Published July 1, 2005
WASHINGTON - The White House said Thursday it was investigating whether Iran's new president played a role in seizing the American Embassy and holding 52 U.S. captives a quarter century ago. President Bush said the allegation by former hostages "raises many questions."
The administration was reviewing its files on Iranian President-elect Mahmoud Ahmadinejad after the hostage accusations came to light.
"I have no information, but obviously his involvement raises many questions," Bush said in an interview with foreign reporters. The administration said it would have to deal with Ahmadinejad, regardless of his past.
Ahmadinejad has been the mayor of Tehran and, according to his associates, was a member of the radical student group that planned the embassy takeover in 1979. But his associates say he opposed the plan and did not take part in holding hostages because he preferred instead to target the Soviet Embassy.
Six former hostages have said they recognized Ahmadinejad from television coverage and photos as one of their captors during the 444-day ordeal.
William A. Gallegos, who lives in suburban Denver, wrote in an e-mail concerning Ahmadinejad: "I remember him being one of the leaders at the beginning of the takeover. He was also present during my interrogations. He did not take part, but was present in the background and he always seemed to be in charge of the guards who watched over us."
It was unclear whether the administration had explored previously whether Ahmadinejad was involved in the hostage episode. National security adviser Stephen Hadley said the United States has followed his career. "Obviously, one of the things you do when you get a report like this is look back and see what you have in the files, and that's the process that's going on now," Hadley said.
Militant students seized the U.S. Embassy in Tehran on Nov. 4, 1979, and held the U.S. hostages in reprisal for Washington's refusal to surrender ousted Shah Mohammed Reza Pahlavi for trial.
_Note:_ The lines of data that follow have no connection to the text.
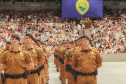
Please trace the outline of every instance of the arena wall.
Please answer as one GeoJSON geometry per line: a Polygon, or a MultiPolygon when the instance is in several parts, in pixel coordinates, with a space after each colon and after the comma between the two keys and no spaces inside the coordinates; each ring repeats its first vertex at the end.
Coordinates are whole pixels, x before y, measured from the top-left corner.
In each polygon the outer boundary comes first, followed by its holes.
{"type": "Polygon", "coordinates": [[[126,62],[126,53],[124,54],[101,54],[103,62],[126,62]]]}

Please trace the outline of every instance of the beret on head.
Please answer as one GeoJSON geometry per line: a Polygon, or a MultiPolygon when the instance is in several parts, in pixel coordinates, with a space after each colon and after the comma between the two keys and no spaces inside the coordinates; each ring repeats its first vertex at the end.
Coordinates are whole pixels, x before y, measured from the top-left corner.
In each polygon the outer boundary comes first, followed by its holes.
{"type": "Polygon", "coordinates": [[[7,41],[6,43],[7,43],[7,44],[11,44],[11,42],[10,42],[10,41],[7,41]]]}
{"type": "Polygon", "coordinates": [[[20,37],[17,34],[12,34],[11,37],[16,38],[18,41],[20,41],[20,37]]]}
{"type": "Polygon", "coordinates": [[[25,36],[29,36],[29,37],[31,37],[33,39],[33,36],[32,36],[31,33],[26,33],[25,36]]]}
{"type": "Polygon", "coordinates": [[[37,43],[37,39],[35,37],[32,37],[32,40],[37,43]]]}
{"type": "Polygon", "coordinates": [[[83,36],[80,37],[80,39],[82,39],[82,38],[87,38],[90,41],[90,39],[87,35],[83,35],[83,36]]]}

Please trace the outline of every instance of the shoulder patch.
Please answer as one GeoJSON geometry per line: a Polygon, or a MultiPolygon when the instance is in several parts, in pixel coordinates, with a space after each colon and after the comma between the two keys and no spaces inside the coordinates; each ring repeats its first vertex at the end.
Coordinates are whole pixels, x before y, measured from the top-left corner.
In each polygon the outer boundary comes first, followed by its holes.
{"type": "Polygon", "coordinates": [[[1,54],[0,57],[3,57],[3,54],[1,54]]]}
{"type": "Polygon", "coordinates": [[[28,51],[27,49],[25,49],[25,48],[22,48],[23,50],[25,50],[25,51],[28,51]]]}
{"type": "Polygon", "coordinates": [[[44,52],[43,52],[43,51],[41,51],[41,53],[43,53],[43,54],[44,54],[44,52]]]}
{"type": "Polygon", "coordinates": [[[7,50],[9,50],[9,48],[7,48],[6,50],[4,50],[4,51],[7,51],[7,50]]]}
{"type": "Polygon", "coordinates": [[[28,55],[29,55],[29,57],[31,58],[31,54],[30,54],[30,53],[28,53],[28,55]]]}

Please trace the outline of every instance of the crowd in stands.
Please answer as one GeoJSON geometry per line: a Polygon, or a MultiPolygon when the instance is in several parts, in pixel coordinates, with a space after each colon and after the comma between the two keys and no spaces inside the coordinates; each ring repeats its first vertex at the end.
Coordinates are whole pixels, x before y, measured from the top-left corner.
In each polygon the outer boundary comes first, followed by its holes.
{"type": "Polygon", "coordinates": [[[106,9],[104,18],[91,25],[91,36],[100,53],[126,53],[126,11],[106,9]]]}
{"type": "MultiPolygon", "coordinates": [[[[49,47],[54,47],[63,40],[73,41],[79,37],[79,31],[85,28],[84,20],[62,19],[58,10],[1,10],[0,47],[4,47],[13,33],[20,35],[21,42],[24,41],[25,33],[32,33],[49,47]]],[[[125,9],[105,8],[104,18],[90,19],[90,28],[92,45],[100,53],[126,53],[125,9]]]]}

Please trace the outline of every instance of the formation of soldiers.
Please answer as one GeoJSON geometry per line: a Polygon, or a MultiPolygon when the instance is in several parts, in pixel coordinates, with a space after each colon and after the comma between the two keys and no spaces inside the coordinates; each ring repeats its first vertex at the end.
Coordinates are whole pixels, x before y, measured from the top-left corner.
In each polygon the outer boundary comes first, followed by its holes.
{"type": "Polygon", "coordinates": [[[0,49],[0,84],[48,84],[50,51],[30,33],[24,42],[13,34],[6,48],[0,49]]]}
{"type": "Polygon", "coordinates": [[[102,66],[102,58],[97,49],[90,46],[88,36],[57,45],[54,56],[62,84],[66,84],[66,79],[67,84],[97,84],[97,69],[102,66]]]}

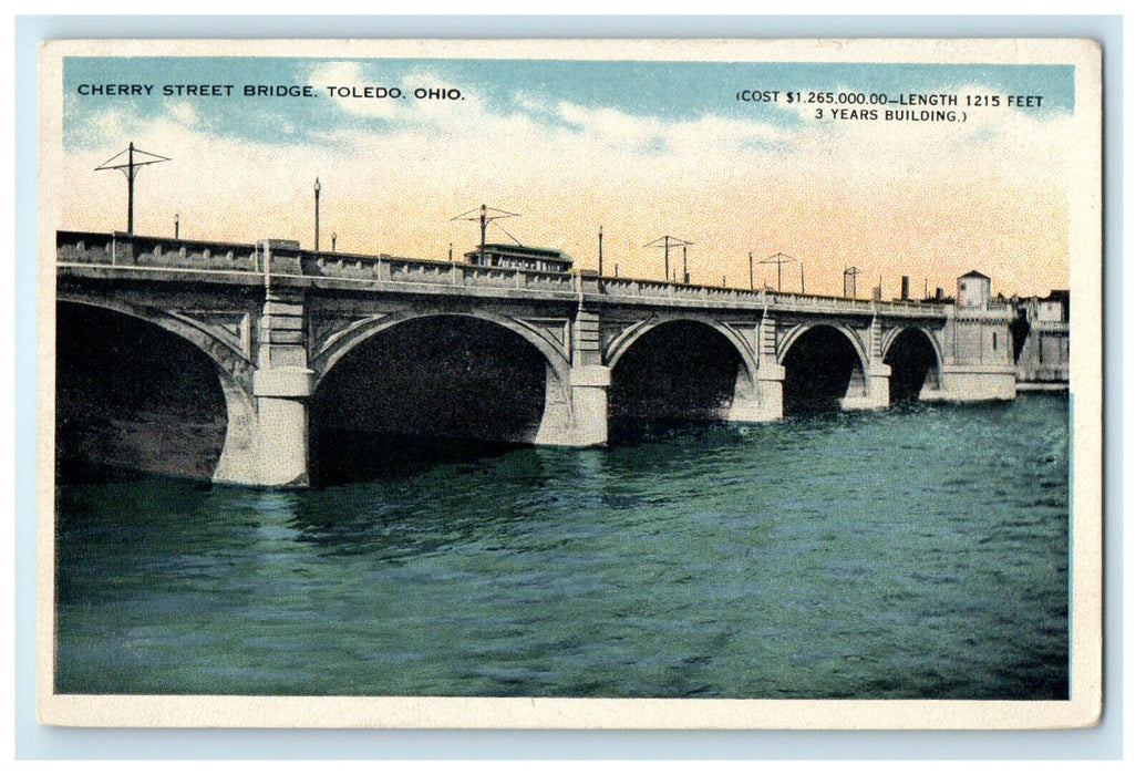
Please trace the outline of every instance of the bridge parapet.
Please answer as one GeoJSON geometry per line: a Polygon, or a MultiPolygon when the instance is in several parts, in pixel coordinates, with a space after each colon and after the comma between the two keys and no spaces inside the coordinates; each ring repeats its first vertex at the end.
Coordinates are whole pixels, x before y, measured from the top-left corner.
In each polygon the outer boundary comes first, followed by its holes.
{"type": "Polygon", "coordinates": [[[854,299],[842,296],[778,293],[768,291],[768,306],[777,312],[825,315],[894,315],[900,318],[945,318],[950,304],[931,304],[906,299],[854,299]]]}

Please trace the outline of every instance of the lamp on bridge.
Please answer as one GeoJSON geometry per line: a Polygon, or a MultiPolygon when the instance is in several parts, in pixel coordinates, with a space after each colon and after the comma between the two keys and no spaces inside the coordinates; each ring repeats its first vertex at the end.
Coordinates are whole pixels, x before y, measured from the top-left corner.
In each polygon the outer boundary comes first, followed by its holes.
{"type": "Polygon", "coordinates": [[[322,191],[322,183],[314,179],[314,250],[319,250],[319,194],[322,191]]]}

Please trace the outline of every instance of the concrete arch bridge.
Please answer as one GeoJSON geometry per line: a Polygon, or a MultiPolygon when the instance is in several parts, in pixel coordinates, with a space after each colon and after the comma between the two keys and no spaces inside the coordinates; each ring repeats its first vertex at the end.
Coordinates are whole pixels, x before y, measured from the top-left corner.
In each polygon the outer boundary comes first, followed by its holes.
{"type": "Polygon", "coordinates": [[[57,233],[57,459],[306,486],[330,433],[556,446],[623,420],[1011,399],[1010,307],[57,233]]]}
The shah had fled Iran earlier that year after he was overthrown by the Islamic Revolution.
Ahmadinejad resembles a thin, bearded man pictured on Nov. 9, 1979, holding the arm of a blindfolded hostage and displaying him to the crowd outside the embassy.
Hadley said the White House was looking into the photographs and had not reached any conclusions. "They are allegations at the present time," he said. "We need to get the facts."
Hadley said the United States would have to deal with Ahmadinejad, even if the administration did not approve of the way he was elected. Bush denounced the election earlier this month, saying it was designed to maintain power in the hands of an unelected few.
Bush said his primary concern, however, was to to ensure that Britain, France and Germany, who have been negotiating with Iran to stop its alleged nuclear ambitions, make clear to Ahmadinejad that a nuclear-armed Iran will not be tolerated.